Consider one of the most significant steps taken to respond to climate change. Adopted because of the climate panic, bio-fuels were supposed to reduce CO2 emissions. Hansen described them as part of a “brighter future for the planet.” But using bio-fuels to combat climate change must rate as one of the poorest global “solutions” to any great challenge in recent times.
Lynas and Suzuki were not alone in expressing reservations about biofuels. Despite Lomborg’s implication, Hansen as well sounded caution, noting that:
Low-input high-diversity biofuels grown on degraded or marginal lands, with associated biochar production, could accelerate CO2 drawdown, but the nature of a biofuel approach must be carefully designed.
But Lomborg sees no need to qualify his claims about Hansen’s support for biofuels, without a backwards glance launching into an attack on biofuels used in a manner that Hansen never advocated and implicitly rejected:
Bio-fuels essentially take food from mouths and puts it into cars. The grain required to fill the tank of an SUV with ethanol is enough to feed one African for a year. Thirty percent of this year’s corn production in the United States will be burned up on America’s highways. This has been possible only through subsidies that globally will total $15 billion this year alone.
Because increased demand for bio-fuels leads to cutting down carbon-rich forests, a 2008 Science study showed that the net effect of using them is not to cut CO2 emissions, but to double them.

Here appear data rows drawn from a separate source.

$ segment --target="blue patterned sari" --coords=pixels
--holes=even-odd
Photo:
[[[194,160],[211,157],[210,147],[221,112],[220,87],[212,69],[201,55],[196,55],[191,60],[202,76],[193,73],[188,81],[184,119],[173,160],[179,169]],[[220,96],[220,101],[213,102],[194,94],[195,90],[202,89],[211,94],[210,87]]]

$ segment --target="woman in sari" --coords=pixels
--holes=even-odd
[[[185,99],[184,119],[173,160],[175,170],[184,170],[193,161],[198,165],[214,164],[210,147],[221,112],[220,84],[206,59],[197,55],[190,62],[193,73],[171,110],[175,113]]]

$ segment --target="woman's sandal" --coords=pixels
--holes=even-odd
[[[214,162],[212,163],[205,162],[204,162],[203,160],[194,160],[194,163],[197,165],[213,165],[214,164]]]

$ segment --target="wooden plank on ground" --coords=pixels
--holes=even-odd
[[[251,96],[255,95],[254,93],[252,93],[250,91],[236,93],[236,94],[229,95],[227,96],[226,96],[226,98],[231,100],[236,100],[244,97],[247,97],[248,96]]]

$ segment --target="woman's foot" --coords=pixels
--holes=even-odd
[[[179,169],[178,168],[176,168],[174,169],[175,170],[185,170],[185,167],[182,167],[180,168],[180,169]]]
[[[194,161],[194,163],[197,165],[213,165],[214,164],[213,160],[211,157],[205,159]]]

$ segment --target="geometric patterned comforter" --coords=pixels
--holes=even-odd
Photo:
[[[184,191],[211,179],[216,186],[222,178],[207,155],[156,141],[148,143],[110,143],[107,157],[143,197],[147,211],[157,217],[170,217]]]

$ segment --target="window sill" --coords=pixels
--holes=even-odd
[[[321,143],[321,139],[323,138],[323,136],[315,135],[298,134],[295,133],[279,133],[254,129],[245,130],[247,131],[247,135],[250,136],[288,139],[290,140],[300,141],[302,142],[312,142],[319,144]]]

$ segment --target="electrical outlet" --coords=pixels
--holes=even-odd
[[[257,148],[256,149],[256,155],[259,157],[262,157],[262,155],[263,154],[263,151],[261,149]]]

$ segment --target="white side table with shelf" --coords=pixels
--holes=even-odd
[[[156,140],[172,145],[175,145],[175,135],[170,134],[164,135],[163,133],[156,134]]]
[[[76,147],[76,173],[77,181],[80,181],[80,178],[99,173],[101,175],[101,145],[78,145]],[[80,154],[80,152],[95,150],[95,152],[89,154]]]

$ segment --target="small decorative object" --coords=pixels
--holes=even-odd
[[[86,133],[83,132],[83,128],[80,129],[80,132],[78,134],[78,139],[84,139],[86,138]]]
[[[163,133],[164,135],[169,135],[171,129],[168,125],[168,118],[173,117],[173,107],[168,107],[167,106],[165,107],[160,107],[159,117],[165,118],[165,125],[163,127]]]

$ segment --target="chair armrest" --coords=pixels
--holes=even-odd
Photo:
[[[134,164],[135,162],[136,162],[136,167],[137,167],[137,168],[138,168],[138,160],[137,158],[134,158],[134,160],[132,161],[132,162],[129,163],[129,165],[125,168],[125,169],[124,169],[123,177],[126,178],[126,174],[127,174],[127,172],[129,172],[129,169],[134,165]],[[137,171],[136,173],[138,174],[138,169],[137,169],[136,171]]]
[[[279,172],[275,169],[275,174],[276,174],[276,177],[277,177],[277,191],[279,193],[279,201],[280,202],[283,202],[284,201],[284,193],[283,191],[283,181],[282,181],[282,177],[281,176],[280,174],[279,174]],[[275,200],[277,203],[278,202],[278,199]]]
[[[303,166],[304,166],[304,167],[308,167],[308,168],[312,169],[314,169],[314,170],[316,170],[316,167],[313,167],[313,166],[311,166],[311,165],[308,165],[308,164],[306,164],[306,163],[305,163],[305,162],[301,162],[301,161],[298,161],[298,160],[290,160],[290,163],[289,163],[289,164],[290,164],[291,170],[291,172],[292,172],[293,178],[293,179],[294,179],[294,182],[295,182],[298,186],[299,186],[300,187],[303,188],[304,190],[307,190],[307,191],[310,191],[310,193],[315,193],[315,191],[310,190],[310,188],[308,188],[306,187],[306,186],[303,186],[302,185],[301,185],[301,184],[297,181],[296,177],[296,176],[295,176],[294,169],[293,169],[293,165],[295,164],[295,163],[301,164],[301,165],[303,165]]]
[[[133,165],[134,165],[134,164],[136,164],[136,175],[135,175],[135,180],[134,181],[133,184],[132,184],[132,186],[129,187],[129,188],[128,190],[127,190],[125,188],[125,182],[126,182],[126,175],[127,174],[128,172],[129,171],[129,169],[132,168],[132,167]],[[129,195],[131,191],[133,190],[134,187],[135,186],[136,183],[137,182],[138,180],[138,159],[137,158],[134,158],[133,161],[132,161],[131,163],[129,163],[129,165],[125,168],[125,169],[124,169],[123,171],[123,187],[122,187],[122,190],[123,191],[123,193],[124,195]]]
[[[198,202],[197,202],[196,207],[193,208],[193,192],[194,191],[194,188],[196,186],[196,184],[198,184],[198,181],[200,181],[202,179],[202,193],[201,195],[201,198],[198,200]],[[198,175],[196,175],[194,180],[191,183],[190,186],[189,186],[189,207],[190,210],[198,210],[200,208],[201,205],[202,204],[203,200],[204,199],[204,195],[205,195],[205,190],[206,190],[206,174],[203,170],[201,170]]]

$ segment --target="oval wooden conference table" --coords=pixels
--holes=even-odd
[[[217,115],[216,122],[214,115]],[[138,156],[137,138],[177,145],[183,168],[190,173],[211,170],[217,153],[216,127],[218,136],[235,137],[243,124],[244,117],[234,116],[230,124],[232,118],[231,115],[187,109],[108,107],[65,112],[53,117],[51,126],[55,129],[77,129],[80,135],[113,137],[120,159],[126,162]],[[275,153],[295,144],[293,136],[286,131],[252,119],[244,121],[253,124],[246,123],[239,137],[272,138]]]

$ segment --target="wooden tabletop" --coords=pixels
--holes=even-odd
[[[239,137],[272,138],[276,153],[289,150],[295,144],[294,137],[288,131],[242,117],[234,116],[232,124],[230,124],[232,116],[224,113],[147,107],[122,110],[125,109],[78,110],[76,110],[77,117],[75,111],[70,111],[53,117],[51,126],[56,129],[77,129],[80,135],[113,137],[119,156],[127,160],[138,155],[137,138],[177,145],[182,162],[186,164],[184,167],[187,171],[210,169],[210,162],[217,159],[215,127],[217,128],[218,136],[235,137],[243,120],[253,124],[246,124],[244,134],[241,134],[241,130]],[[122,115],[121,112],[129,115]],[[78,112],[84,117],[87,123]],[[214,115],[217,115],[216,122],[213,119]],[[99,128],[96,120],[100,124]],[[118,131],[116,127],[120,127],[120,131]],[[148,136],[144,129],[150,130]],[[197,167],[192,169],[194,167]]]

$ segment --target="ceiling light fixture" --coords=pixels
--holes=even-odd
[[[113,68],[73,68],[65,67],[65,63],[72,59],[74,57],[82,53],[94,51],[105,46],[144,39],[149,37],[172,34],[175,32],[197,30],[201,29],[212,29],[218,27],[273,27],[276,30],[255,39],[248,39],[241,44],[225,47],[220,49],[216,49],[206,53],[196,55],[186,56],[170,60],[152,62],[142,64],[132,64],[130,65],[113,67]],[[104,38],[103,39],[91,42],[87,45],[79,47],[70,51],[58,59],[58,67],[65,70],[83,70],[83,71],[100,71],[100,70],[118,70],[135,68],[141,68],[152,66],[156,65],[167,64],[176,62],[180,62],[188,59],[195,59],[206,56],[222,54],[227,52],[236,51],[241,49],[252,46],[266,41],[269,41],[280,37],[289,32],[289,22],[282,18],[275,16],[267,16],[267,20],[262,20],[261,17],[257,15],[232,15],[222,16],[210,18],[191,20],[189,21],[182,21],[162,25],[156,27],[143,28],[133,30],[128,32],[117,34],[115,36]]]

The rush towards bio-fuels has also strongly contributed to rising food prices, which have tipped another roughly 30 million people into starvation.
This is typical Lomborg- tying together persons and concepts that after even a moment’s inspection are revealed to be unconnected or more often in direct contradiction to one another.
Because of climate panic, our attempts to mitigate climate change have provoked an unmitigated disaster. We will waste hundreds of billions of dollars, worsen global warming, and dramatically increase starvation.
Who is this “our” Lomborg is referring to? It’s clearly not Lynas, Suzuki, or Hansen.
We have to stop being scared silly, stop pursuing stupid policies, and start investing in smart long-term R&D. Accusations of “crimes against humanity” must cease. Indeed, the real offense is the alarmism that closes minds to the best ways to respond to climate change.
The take home message of the day- after regurgitating an embarrassing mixture of half-truths, misrepresentations, and falsehoods- delay, delay, delay. Why? Because technology, technology, technology. The irony of Lomborg attempting to dictate what should and should not be acceptable speech regarding the consequences of climate change while whining about free speech is no doubt lost on him. These consequences are alarming, but there are solutions that can be implemented now- something that Suzuki, Lynas, Hansen, and even Gore recognize. Their message is that we can take meaningful, careful, but important steps with the technology we have or soon will in order to avert the worst of climate change.
And that is the opposite of alarmism.
[UPDATE: Roger Pielke, Jr. continues the “Hansen wants to try skeptics” canard.]